“Apenas uma entre mil pessoas chegam a namorar”

Aplicativos de namoro: como lidar? Terapeuta comportamental faz alerta sobre os perigos dos aplicativos de paquera

No Brasil temos poucos aplicativos bons e confiáveis, e isso vem gerando uma série horrível de acontecimentos emocionais, psíquicos e até mesmo físicos como o último que nos horrorizou com suas cenas chocantes de violência e quase morte.
“Não consigo entender o que aconteceu com as pessoas que trancam seus corações sem dar opções de conhecer pessoas e se relacionar ao vivo como sempre foi”, fala Andrea Murgel, terapeuta comportamental e autora do livro Mariposa Azul.
A terapeuta explica que diversas pessoas a procurarem para entender se devem ou não seguir com um relacionamento virtual. A maioria de seus clientes são de São Paulo, capital. Ela argumenta que as pessoas devem tomar cuidado, pois atrás de uma tela todos podem ser o que quiserem, e esse é o grande perigo, pois se escondem psicopatas, gêneros, suicidas, aparências, níveis sócio culturais e muitos outros fatores, o que torna tudo isso cada vez mais preocupante, pois as pessoas estão praticamente viciadas em namoros à distância.
“Sim, de 1000 pessoas, 1 casal namora por aplicativo e se casa. Mas a questão é: vamos arriscar?”

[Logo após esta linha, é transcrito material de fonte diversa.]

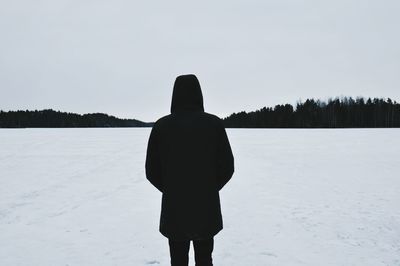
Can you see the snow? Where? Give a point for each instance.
(298, 197)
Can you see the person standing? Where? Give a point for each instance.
(189, 159)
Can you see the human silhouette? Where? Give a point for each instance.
(189, 159)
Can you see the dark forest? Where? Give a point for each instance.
(51, 118)
(344, 112)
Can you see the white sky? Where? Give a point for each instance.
(122, 57)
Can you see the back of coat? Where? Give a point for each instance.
(189, 159)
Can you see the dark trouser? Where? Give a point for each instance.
(179, 251)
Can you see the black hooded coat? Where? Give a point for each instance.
(189, 159)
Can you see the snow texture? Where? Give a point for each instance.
(298, 197)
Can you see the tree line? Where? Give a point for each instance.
(51, 118)
(344, 112)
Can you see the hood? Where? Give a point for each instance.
(187, 94)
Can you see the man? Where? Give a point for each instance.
(189, 159)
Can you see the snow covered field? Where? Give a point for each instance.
(298, 197)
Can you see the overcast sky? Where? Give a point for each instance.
(122, 57)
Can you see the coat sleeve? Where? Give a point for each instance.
(153, 161)
(225, 159)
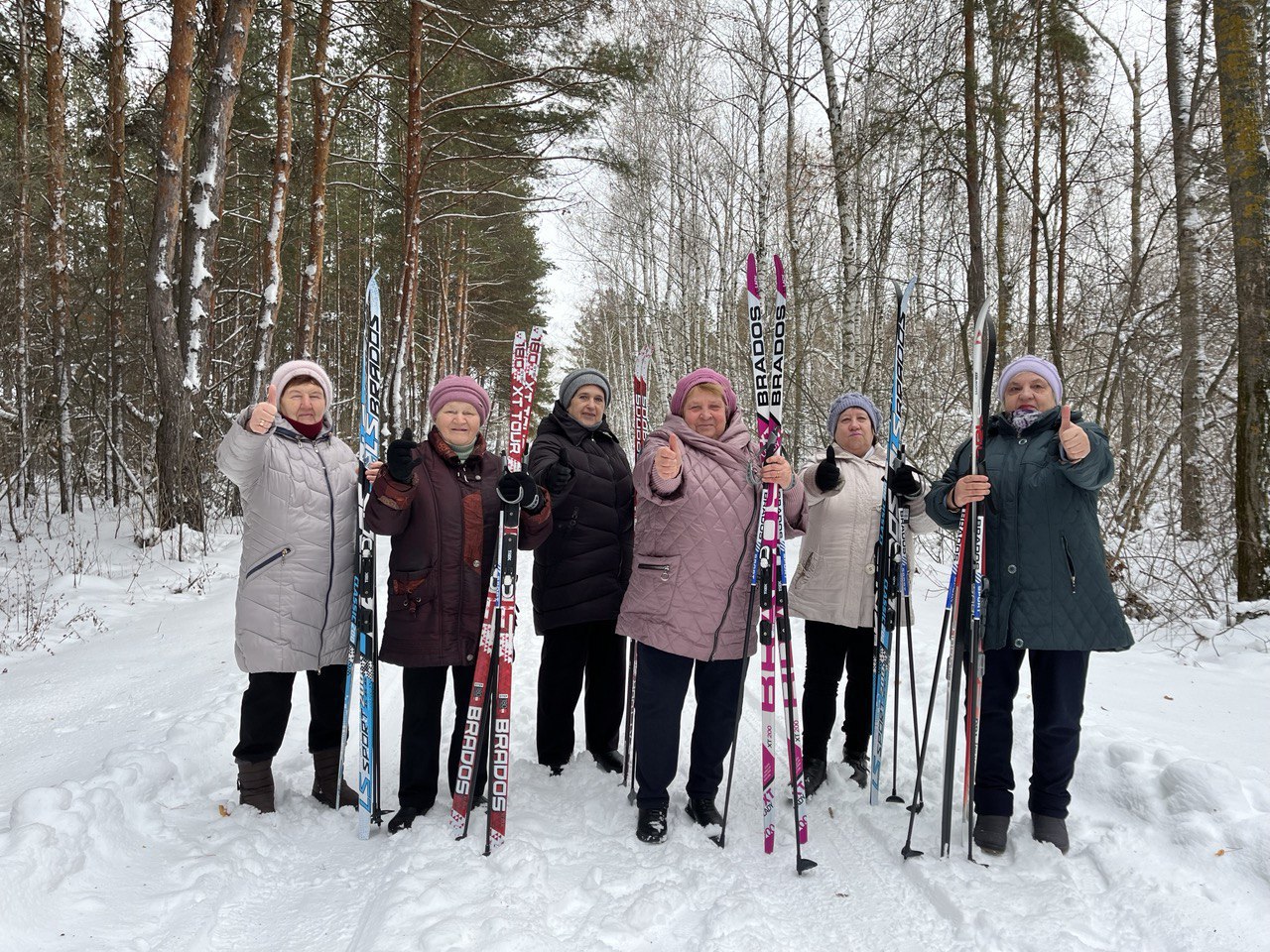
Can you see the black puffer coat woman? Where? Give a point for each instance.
(580, 571)
(1048, 589)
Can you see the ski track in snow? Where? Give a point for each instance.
(117, 758)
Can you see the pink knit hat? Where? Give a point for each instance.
(302, 368)
(454, 388)
(702, 375)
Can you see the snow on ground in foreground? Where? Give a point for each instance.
(117, 756)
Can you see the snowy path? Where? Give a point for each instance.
(117, 758)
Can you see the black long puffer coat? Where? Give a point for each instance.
(581, 570)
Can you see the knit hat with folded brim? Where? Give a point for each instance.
(462, 389)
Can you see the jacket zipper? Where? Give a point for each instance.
(281, 553)
(1071, 567)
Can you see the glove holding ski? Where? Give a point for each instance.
(905, 483)
(520, 486)
(826, 476)
(400, 460)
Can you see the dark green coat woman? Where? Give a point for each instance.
(1048, 589)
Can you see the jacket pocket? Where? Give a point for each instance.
(267, 561)
(409, 592)
(1071, 565)
(652, 587)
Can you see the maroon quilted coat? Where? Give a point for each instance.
(694, 544)
(444, 531)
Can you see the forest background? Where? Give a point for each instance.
(194, 191)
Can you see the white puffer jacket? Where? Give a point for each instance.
(834, 578)
(299, 531)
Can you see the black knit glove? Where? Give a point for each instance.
(903, 481)
(400, 460)
(826, 476)
(520, 486)
(558, 476)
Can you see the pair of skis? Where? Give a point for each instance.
(489, 707)
(363, 625)
(769, 576)
(966, 583)
(643, 361)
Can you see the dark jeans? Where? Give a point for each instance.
(1058, 702)
(663, 683)
(267, 707)
(592, 651)
(423, 689)
(828, 649)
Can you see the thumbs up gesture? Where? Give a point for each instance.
(1076, 440)
(670, 460)
(264, 412)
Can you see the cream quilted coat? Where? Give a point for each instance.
(299, 527)
(834, 578)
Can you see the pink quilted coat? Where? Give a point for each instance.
(695, 543)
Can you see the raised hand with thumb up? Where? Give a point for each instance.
(264, 412)
(1076, 440)
(668, 460)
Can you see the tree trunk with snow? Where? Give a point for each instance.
(277, 213)
(59, 262)
(1247, 168)
(180, 500)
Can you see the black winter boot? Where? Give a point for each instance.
(325, 780)
(703, 811)
(815, 771)
(989, 833)
(1051, 829)
(255, 784)
(652, 825)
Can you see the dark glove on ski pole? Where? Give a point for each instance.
(558, 476)
(400, 460)
(520, 488)
(826, 476)
(905, 483)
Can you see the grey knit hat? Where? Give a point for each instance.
(852, 400)
(575, 381)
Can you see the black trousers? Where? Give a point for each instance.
(593, 652)
(828, 649)
(267, 707)
(423, 690)
(663, 683)
(1058, 702)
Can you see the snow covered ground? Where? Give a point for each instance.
(116, 761)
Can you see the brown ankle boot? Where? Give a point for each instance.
(255, 784)
(325, 780)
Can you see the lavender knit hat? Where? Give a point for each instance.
(852, 400)
(702, 375)
(302, 368)
(456, 388)
(1035, 365)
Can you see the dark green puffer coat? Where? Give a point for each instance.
(1048, 584)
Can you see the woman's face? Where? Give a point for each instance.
(303, 403)
(705, 413)
(1029, 391)
(587, 405)
(853, 431)
(458, 422)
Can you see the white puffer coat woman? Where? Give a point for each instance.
(833, 581)
(299, 526)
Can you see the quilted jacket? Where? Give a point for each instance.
(834, 578)
(580, 571)
(694, 544)
(1048, 584)
(444, 530)
(299, 529)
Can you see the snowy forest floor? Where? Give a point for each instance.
(118, 729)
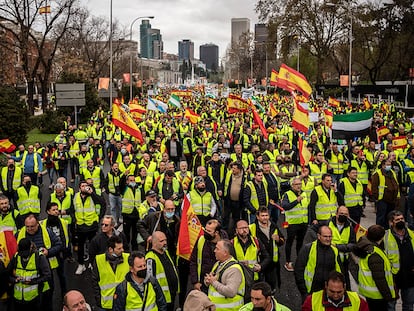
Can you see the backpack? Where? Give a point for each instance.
(248, 278)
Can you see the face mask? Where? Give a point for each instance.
(208, 236)
(169, 214)
(142, 273)
(400, 225)
(342, 218)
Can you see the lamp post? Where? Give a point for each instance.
(350, 53)
(130, 57)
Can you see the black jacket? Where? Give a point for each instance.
(365, 247)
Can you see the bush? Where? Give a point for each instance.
(14, 116)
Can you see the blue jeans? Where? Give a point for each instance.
(115, 202)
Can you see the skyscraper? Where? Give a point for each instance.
(151, 41)
(185, 50)
(239, 26)
(209, 56)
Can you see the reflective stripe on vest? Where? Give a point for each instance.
(353, 196)
(299, 213)
(108, 279)
(311, 265)
(353, 299)
(251, 256)
(134, 301)
(325, 207)
(367, 286)
(201, 203)
(17, 178)
(223, 303)
(275, 248)
(131, 200)
(64, 205)
(85, 213)
(22, 291)
(28, 203)
(160, 275)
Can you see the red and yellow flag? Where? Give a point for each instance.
(304, 153)
(124, 121)
(182, 93)
(236, 104)
(191, 116)
(273, 77)
(190, 230)
(328, 118)
(45, 9)
(8, 246)
(333, 102)
(300, 119)
(399, 142)
(257, 120)
(290, 79)
(6, 146)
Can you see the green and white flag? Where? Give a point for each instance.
(174, 101)
(351, 125)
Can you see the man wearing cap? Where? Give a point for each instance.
(150, 205)
(202, 201)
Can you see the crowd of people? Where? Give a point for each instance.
(252, 195)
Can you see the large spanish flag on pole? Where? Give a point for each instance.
(122, 119)
(6, 145)
(300, 119)
(273, 77)
(290, 79)
(190, 230)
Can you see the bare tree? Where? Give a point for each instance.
(37, 37)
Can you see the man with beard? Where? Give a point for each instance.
(262, 299)
(161, 266)
(270, 236)
(87, 215)
(202, 258)
(138, 291)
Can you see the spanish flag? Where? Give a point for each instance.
(328, 118)
(257, 120)
(300, 119)
(190, 230)
(45, 9)
(333, 102)
(124, 121)
(304, 153)
(399, 142)
(6, 146)
(290, 80)
(273, 77)
(272, 110)
(191, 116)
(236, 104)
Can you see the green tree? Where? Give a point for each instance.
(14, 117)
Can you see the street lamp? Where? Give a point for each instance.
(130, 57)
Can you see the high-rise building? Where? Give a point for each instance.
(239, 26)
(151, 41)
(260, 33)
(185, 50)
(209, 56)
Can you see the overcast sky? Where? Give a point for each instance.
(201, 21)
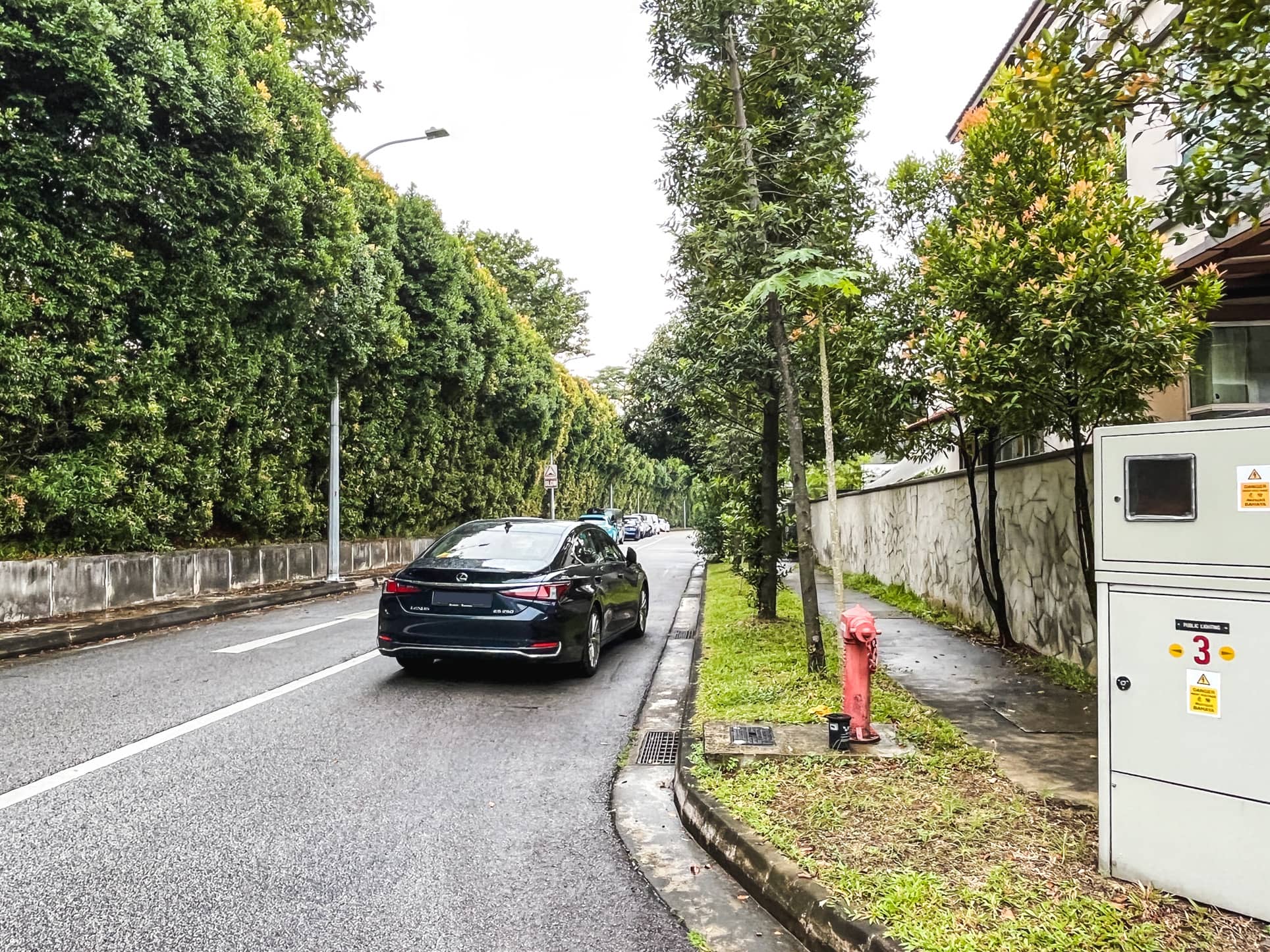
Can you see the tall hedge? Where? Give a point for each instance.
(188, 261)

Ela fala que seria bom se houvesse um Cat Fish (programa de tv que desvenda casos amorosos enganosos para quem os procura)
para todos os casos, pois eles descobrem tudo. Mas não há, então ela transmite alguns sinais e dicas importantantes para que rodam possam analisar:
A foto: Parece nada, mas diz muito, observe muito a foto o lugar a roupa e principalmente o olhar. Peça muitas fotos. Se vier nude, fuja.
As palavras: O que dizem? São fortes o bastante para te impressionar? A pessoa parece sincera ou as vezes se contradiz? Ou diz só diz coisas maravilhosas?
Pense: A vida é real. Não fale de sua vida íntima, procure ser mais formal e mais vago de início.
Marque um café à tarde, num local com pessoas ao redor. Mas se só podem à noite porque trabalham e não tem tempo, que tal sugerir um happy hour?
Não beba no primeiro encontro fique alerta para todos os detalhes.
O tempo é irrelevante, pois se você está com um psicopata ou sociopata, ele ou ela se mostrará em qualquer momento, não precisa conhecer bem pelas redes.
Se for alguém te enganando, não vai querer ir ao encontro, aí você sai fora dessa tambem.

Menores de idade?
Que os pais não os permitam entrar em sites de namoro nunca. Eles precisam interagir no mundo real e, não se expor ao risco de pedofilia ou algo assim.
Em todos os casos eu fico esperando que volte o romantismo, o respeito e aquele frio na barriga de conhecer alguém que realmente possa ser seu sem ter sido extraído de uma tela de computador.